The UK has one of the highest stillbirth rates in the industrialised world. But now a team from Manchester has published data which shows certain ethnic groups are more susceptible than others.
As many as 4,000 babies a year in the UK are stillborn. We have one of the highest rates in the industrialised world. Yet so much is not understood about why it can happen.
But now a team at the Rainbow Clinic at St Mary’s Hospital in Manchester has published data from a five-year study which shows that certain ethnic groups are more susceptible than others.
The study, funded by Tommy’s baby charity and Manchester University, shows that black African women and south Asian women, particularly those of Pakistani origin, are two to two and a half times more likely to suffer a stillbirth than a white British-born woman.
Dr Alex Heazell, the consultant in charge of the research at Central Manchester University Hospitals NHS Foundation Trust, told Channel 4 News they did not have absolute reasons why these women might be more affected than others.
There are suggestions it could be anything from the woman not understanding that if the baby stops moving she needs to go to hospital, to the placenta, which provides the lifeblood to a baby, working differently in different ethnic groups.
What they do know is that more research is desperately needed. A stillbirth can cause pain, anguish and despair for the parents and yet it is little talked about.
Dr Heazell, who runs the Rainbow Clinic, where they look after women who have had a stillbirth and care for them in any subsequent pregnancies, said that the grief is the same as any other child bereavement.
The couple’s families will assume that having another baby will take that grief away and that it is a replacement baby. Dr Alex Heazell
“Often the couple’s families will make the assumption that having another baby will just take that grief away and that it is a replacement baby. Parents find that very hard to deal with sometimes,” he said.
What is crucial to working out why so many babies die is research. But there is a three-year gap in the national data after the government contract was moved from one organisation to another.

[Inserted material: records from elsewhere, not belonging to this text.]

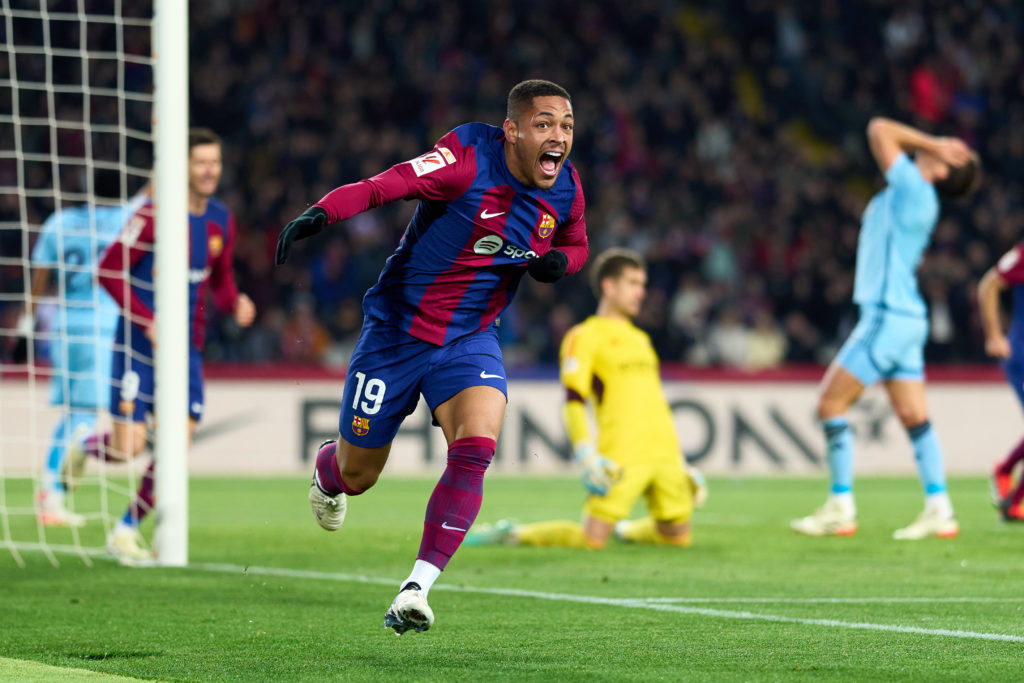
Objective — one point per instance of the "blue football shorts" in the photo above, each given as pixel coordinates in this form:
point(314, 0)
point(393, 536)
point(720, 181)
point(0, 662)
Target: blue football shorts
point(885, 345)
point(133, 378)
point(81, 367)
point(390, 369)
point(1014, 370)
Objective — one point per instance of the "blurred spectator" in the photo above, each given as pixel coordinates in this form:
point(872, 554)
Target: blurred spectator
point(724, 139)
point(766, 343)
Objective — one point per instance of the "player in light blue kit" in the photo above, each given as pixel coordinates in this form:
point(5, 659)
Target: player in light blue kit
point(83, 330)
point(888, 343)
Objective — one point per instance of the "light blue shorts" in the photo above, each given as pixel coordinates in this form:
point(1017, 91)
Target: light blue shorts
point(390, 369)
point(885, 345)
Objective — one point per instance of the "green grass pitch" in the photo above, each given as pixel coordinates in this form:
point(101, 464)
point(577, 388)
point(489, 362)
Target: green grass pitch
point(269, 596)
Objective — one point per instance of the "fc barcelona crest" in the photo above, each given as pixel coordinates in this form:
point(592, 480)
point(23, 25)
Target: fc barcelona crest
point(546, 226)
point(360, 426)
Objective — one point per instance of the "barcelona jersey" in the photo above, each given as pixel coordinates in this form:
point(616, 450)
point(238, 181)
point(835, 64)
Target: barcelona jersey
point(471, 237)
point(126, 268)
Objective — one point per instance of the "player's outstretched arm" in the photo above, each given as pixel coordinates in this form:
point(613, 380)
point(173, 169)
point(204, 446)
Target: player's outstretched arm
point(991, 284)
point(889, 138)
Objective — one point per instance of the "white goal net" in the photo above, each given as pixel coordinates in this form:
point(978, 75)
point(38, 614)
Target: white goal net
point(76, 143)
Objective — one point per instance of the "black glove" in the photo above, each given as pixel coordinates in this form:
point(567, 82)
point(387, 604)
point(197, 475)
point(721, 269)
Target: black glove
point(309, 223)
point(549, 267)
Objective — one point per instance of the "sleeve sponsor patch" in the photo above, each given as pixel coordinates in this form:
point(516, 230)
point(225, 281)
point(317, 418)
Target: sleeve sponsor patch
point(446, 154)
point(430, 162)
point(1009, 260)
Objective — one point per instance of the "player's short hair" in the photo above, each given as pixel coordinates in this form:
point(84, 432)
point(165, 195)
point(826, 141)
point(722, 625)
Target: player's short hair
point(199, 136)
point(521, 95)
point(962, 181)
point(610, 263)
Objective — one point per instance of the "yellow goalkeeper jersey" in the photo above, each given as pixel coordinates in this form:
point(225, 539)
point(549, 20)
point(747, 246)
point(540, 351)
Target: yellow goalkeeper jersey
point(611, 365)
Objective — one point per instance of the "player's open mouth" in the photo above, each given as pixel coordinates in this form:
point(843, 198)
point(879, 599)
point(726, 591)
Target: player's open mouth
point(550, 163)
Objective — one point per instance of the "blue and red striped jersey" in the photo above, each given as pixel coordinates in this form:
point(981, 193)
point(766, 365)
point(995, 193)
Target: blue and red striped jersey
point(126, 267)
point(462, 257)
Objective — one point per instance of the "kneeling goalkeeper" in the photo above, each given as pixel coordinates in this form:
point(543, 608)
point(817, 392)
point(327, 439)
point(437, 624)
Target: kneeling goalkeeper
point(609, 364)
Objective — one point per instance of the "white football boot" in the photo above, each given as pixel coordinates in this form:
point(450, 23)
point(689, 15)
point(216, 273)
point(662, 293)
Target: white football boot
point(409, 610)
point(329, 510)
point(50, 510)
point(830, 519)
point(929, 523)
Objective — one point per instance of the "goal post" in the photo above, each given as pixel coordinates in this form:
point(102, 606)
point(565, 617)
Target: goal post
point(89, 86)
point(171, 170)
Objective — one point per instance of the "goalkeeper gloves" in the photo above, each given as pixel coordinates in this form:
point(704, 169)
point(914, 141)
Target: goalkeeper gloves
point(309, 223)
point(19, 352)
point(549, 267)
point(598, 472)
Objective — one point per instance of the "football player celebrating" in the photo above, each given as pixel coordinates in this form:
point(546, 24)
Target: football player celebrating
point(495, 204)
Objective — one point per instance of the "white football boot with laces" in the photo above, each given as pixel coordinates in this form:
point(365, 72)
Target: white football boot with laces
point(830, 519)
point(124, 545)
point(50, 511)
point(929, 523)
point(73, 466)
point(329, 510)
point(409, 610)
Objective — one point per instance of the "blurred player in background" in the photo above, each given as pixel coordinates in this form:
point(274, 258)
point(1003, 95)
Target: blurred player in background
point(495, 204)
point(70, 245)
point(126, 271)
point(1009, 271)
point(888, 343)
point(609, 363)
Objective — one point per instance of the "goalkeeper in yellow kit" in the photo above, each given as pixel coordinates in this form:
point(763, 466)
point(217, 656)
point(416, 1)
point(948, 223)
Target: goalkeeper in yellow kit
point(609, 364)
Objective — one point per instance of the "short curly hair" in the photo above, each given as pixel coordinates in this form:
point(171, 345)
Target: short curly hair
point(521, 95)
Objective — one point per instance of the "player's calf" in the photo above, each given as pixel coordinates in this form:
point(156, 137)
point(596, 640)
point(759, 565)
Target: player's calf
point(326, 497)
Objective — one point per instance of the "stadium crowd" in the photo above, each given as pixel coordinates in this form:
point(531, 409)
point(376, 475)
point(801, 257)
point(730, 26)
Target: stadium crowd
point(724, 140)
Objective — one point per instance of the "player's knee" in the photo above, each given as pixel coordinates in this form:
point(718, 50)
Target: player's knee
point(828, 408)
point(359, 478)
point(675, 532)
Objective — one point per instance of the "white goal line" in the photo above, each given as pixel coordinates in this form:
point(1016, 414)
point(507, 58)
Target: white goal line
point(658, 604)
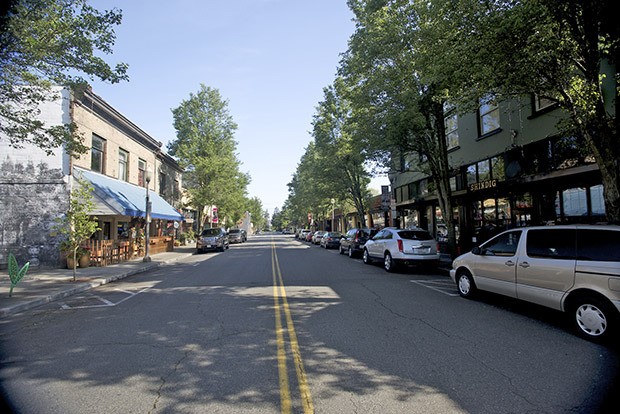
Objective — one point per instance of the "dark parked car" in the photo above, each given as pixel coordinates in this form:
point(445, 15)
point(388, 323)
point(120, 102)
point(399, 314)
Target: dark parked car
point(353, 241)
point(214, 238)
point(235, 236)
point(331, 239)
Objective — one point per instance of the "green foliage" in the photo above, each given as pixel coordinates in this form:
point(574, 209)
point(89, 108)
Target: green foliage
point(205, 148)
point(15, 272)
point(44, 43)
point(558, 50)
point(77, 225)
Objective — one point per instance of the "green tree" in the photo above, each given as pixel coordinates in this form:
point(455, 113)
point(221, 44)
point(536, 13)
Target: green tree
point(205, 148)
point(558, 50)
point(44, 43)
point(339, 157)
point(255, 207)
point(395, 113)
point(78, 224)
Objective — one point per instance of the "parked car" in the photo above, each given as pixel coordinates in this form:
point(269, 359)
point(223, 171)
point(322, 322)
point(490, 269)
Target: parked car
point(353, 241)
point(571, 268)
point(331, 239)
point(214, 238)
point(303, 233)
point(316, 236)
point(413, 246)
point(235, 236)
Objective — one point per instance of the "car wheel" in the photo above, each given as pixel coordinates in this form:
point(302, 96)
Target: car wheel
point(388, 263)
point(366, 257)
point(465, 284)
point(592, 318)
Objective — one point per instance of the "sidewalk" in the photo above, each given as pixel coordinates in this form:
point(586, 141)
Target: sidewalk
point(42, 286)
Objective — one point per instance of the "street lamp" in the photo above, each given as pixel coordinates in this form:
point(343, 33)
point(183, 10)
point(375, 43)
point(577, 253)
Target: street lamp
point(147, 218)
point(333, 212)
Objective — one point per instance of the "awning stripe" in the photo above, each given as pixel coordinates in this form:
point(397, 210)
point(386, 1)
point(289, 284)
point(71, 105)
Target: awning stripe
point(128, 199)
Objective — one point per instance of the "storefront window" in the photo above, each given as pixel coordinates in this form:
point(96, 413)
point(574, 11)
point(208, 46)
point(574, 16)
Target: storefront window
point(597, 201)
point(484, 171)
point(471, 174)
point(423, 188)
point(122, 229)
point(453, 184)
point(523, 210)
point(441, 230)
point(497, 168)
point(574, 201)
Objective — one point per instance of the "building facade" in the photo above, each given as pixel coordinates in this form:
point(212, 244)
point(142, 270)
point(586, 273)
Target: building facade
point(123, 161)
point(511, 167)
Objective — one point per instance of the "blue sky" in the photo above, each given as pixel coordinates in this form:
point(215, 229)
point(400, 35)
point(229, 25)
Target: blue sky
point(270, 59)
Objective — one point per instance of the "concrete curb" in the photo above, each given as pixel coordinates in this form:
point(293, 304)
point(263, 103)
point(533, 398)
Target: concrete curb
point(84, 286)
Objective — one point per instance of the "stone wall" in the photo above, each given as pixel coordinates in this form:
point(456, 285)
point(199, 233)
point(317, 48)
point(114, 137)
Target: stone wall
point(33, 193)
point(31, 198)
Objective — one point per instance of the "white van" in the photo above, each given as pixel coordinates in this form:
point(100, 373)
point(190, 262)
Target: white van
point(572, 268)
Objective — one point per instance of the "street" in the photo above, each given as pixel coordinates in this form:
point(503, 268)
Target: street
point(277, 325)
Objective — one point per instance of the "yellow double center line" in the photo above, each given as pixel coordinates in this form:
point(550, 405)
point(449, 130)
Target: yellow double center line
point(281, 305)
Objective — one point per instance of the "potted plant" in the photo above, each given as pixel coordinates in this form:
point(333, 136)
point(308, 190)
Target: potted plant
point(77, 225)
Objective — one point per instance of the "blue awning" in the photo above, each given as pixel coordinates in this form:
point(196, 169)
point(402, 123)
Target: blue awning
point(127, 199)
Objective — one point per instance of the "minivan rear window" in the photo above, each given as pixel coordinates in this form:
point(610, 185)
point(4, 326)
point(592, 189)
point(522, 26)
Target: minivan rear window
point(415, 235)
point(598, 245)
point(551, 243)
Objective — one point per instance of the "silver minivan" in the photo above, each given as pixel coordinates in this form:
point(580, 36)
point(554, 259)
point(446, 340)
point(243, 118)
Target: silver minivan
point(571, 268)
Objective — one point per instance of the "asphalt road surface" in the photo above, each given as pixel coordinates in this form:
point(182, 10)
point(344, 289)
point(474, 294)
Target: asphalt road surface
point(276, 325)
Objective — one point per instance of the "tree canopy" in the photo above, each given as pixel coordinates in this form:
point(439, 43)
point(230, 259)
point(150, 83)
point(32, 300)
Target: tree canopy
point(205, 147)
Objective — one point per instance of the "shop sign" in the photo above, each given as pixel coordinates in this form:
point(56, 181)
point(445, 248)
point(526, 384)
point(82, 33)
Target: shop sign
point(483, 185)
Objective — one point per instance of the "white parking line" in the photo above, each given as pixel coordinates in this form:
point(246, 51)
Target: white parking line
point(106, 302)
point(445, 287)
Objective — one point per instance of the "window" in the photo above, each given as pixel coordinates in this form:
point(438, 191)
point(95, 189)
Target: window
point(574, 202)
point(551, 243)
point(599, 245)
point(177, 189)
point(97, 152)
point(123, 161)
point(597, 201)
point(162, 183)
point(141, 173)
point(497, 168)
point(452, 132)
point(541, 103)
point(488, 115)
point(471, 174)
point(503, 245)
point(484, 171)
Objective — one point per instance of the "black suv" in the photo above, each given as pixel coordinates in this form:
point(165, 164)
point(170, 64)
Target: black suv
point(353, 241)
point(214, 238)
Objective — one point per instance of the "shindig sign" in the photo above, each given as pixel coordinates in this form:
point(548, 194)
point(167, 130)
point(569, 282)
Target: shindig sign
point(483, 185)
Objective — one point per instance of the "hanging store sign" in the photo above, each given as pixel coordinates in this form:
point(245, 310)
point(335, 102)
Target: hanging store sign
point(483, 185)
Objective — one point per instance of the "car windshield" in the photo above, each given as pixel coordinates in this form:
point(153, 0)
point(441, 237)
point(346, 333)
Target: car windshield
point(210, 232)
point(415, 235)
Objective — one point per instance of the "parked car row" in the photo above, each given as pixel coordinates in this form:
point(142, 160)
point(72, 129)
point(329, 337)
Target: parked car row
point(218, 239)
point(571, 268)
point(393, 247)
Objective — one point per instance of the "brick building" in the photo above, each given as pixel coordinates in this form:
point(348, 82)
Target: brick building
point(122, 161)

Analysis shows that the data gathered between 2010 and 2012 is either missing or is of such poor quality that it is of no use.
The analysis published by HQIP, which audits data for England and Wales, found that for 2010 the cause of death coding was missing in 39 per cent of cases, and that some strategic health authorities had failed to record any details at all in as many as 20 per cent of cases.
We asked the Department of Health why this had been allowed to happen but they did not come back to us.
But Dr Heazell said this was data that could never be recovered. He said it made it difficult for teams like his to put their research into any context.
Mamta: showing pregnant women how to help themselves
It is a Tuesday morning, and gathered round a large table is a group of pregnant women. They were Chinese, Indian, Pakistani, English, Tamil, Ethiopian, Congolese and Latvian.
It is a project in Coventry called Mamta. It means "motherly love" in South Asian languages, and was set up 12 years ago, partly in recognition that pregnant women, who are immigrants or refugees or whose first language is not English, might just need extra help in achieving that most important of goals - a healthy outcome. A baby who is born alive and well and a mother who is equally alive and well.
They never talk about stillbirths or babies dying at Mamta. The message, delivered in a variety of languages, is about what they can do to help themselves and their baby: a healthy diet, not smoking, knowing to go to hospital if the baby stops moving.
They are also offered antenatal classes that are women-only in case they are uncomfortable with men being there. They are told about breast feeding, safe sleeping for the baby, why they need to go to their antenatal appointments. In other words, everything pregnant women are told, only in this instance with extra reinforcement to ensure that those messages are making their way through the language and cultural barriers.
The team works closely with local maternity services and GPs and Public Health Coventry.
Noreen Bukhari, Mamta manager, said there are numerous barriers that can preset these women accessing the antenatal services. "They can be cultural or social," she said. "There are language barriers, but also simply it's knowing you need to register with a GP and that it is free. There may be a fear of services or of professionals."
There are over 100 dialects spoken in Coventry alone and so it can be as simple as needing a translator. But the Mamta team says there is also a need to go out and find some of these women, to stop them slipping through the net.
Although many of them are found in GP antenatal clinics or through maternity services, Ms Bukhari said they physically go out into communities where there might be new migrant groups and "scope them".
On average they see 90 pregnant women a quarter, yet in the 12 years they have been going, she said, they have not lost one baby. A record of which they are understandably proud.
A Department of Health spokesperson said:
“Between 2011 and 2012, the department reviewed the maternal and newborn health programme because at the time, the NHS was being reformed and it was felt to be a good opportunity to make sure the programme remained fit for purpose.
“While the programme was being reviewed, data collection didn’t stop — it was collected in the interim period, but it was no longer collected by the previous provider CMACE.
“In June 2012 the MBRRACE-UK collaboration were awarded the contract for the programme and they are collecting and analysing data from all perinatal deaths from January 2013 onwards.”This new data collection is more robust and comprehensive than before.
“We are determined to reduce stillbirths and are funding research on the causes, risk factors and prevention of stillbirth and neonatal deaths and we are working other partners on a stillbirth awareness campaign.”